A Banhos na Pancada

Ficava a duzentos e cinquenta metros de altitude, na encosta de Monchique, a sete quilómetro da Aldeia. A casa feita de granito e xisto, era onde vivia o  senhor Amílcar. Ver “O Mestre licoreiro” e o “Alquimista“.

Ao lado havia um casebre, com um grande alambique em cobre, onde o senhor Amílcar destilava a aguardente de medronho e fazia os seus licores.

Em frente da casa tinha uma horta e a perder de vista ,um pomar de frutas que a  tia Ana cuidava com desvelo.

Na cavalariça, estava um macho chamado “Ruivo”, que atrelavam a uma carroça, quando era preciso ir à aldeia vender os artigos que fabricavam.

Não faltava nada naquele monte.
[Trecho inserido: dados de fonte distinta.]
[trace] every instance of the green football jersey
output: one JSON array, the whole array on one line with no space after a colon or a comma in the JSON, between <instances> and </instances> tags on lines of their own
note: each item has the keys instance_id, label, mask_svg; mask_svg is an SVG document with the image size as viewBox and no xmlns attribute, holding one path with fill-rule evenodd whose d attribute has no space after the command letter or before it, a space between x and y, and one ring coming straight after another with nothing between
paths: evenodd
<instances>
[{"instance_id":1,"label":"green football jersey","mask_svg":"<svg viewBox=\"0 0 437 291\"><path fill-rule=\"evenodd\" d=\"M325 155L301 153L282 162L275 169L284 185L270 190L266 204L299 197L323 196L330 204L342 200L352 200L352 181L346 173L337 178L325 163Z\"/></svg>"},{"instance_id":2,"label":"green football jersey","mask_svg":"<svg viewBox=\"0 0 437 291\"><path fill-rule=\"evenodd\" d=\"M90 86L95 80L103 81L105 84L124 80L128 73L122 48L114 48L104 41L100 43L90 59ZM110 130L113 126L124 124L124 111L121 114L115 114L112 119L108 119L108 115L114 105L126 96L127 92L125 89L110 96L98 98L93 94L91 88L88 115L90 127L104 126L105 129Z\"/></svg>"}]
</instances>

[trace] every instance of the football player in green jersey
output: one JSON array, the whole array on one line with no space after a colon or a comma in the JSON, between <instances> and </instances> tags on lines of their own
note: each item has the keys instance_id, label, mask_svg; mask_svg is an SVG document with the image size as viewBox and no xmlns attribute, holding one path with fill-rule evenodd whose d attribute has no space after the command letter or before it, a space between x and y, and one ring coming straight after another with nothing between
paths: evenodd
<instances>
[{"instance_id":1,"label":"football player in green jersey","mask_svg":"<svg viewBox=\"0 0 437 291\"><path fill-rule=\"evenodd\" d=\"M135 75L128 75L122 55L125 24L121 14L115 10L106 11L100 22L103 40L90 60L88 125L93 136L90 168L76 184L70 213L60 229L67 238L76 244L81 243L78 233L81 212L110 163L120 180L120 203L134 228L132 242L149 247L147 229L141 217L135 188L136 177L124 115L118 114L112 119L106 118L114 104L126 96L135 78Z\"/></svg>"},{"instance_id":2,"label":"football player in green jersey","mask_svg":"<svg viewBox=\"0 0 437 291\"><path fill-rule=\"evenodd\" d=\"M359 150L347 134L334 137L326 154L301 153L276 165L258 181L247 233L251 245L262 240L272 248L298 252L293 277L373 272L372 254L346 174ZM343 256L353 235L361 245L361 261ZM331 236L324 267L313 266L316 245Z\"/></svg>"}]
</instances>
A mesa estava sempre posta com presunto de porco preto, chouriças, queijo fresco, mel, muita fruta e o pão que a Ti Ana cozia no forno de lenha.

As galinhas andavam à solta, e eu dava-lhes pão, milho e couves.

Tinham oito ovelhas,  cada uma com seu nome,  que pastavam à vontade e se as chamássemos vinham comer à nossa mão.

Também havia uma vaca malhada chamada “Estrelinha”, que dava um leite grosso e gostoso cheio de nata.

Era aqui que nós passávamos a última semana, para o Avô fazer a sua cura  das águas termais à bronquite e a Avó aos rins e ao reumático.

O senhor Amílcar nasceu na serra e conheci-a como à palma das suas mãos. Ele sabia onde nasciam as águas curativas.

Só fui com eles uma única vez. Pelo caminho ia-nos mostrando árvores, ervas e plantas medicinais. Lembro-me de termos parado num riacho e de ele ter apanhado para mim uma linda borboleta, mas o cansaço foi tal que quando chegamos a casa, eu só acordei no outro dia.

A cascata de água quente e cristalina de onde se banhavam e bebiam a água estava dentro de uma gruta em plena serra, e o barulho da água era tão estrondoso que os locais lhe chamavam de “Pancada”.

A verdade é que quando faziam este tratamento, passavam um santo inverno.

Eu ficava com a Ti Ana que assim que os apanhava longe, ia ao alambique e enchia um copo de medronho acabado de destilar, e depois de um grande Aaaaaah!!!!! Dizia:

Sabe uma coisa menina… este ano a aguardente está mais fraca.

 

A Mulher e a Sardinha quer-se pequenina.

O meu avô avaliava as mulheres como se de peixe se tratasse.

Eu era a Pescadinha; uma mulher feia e metediça era uma ” Uge” (raia gigante com ferrão na ponta do rabo); uma mulher muito bem feita, era “Pescada do Alto”; Uma mulher com boca grande era “uma boca de Charroco” e com olhos grandes era uma “Boga”. Havia ainda “a Cavalona” que era uma mulher atiradiça.

Mas a personificação da mulher perfeita era a sardinha, que se queria pequenina e saltitante.

Maria Isabel era uma rapariguinha loira, com olhos cor do mar em dia de sol. Baixinha e muito remexida, era a filha mais nova do Senhor Costa.
Foi amor à primeira vista, ela parecia uma sardinhita prateada.

– Queres casar comigo Maria?

Casou com ela, e deixou-a grávida, a viver na casa da mãe.

Chegado a Lisboa, arrendou uma casa na rua das Hortas, no número dezoito, em Pedrouços, perto da doca com vista para a Torre de Belém.

Foi nessa casa Que nasceu Susana, a primeira filha do casal. A tia “Xana”.

O pedófilo

O quarto verde era o maior de todos os quartos daquela casa. Foi para lá que a tia Adelina e o “Pico” foram viver, quando se casaram. O avô comprou-lhes a mobília de quarto, e passaram a comer lá em casa.

O “Pico” arranjou trabalho na fabrica Braço de Prata, era uma fábrica, de armas e munições.

À tarde quando vinha do trabalho, trazia-me sempre ou um chocolate ou um pequeno brinquedo ou livros. Depois sentada no seu colo, eu vivia as histórias que ele me contava. Os três porquinhos, a branca de neve, o soldadinho de chumbo etc…. etc… etc… .

Quando me deixava dormir no cinema ou na esplanada, era ele que me trazia para casa ao colo. Dava-me banho, deitava-me e ensinou-me a importância de ler.

Um dia pediu-me para ir brincar com ele às escondidas para a cave.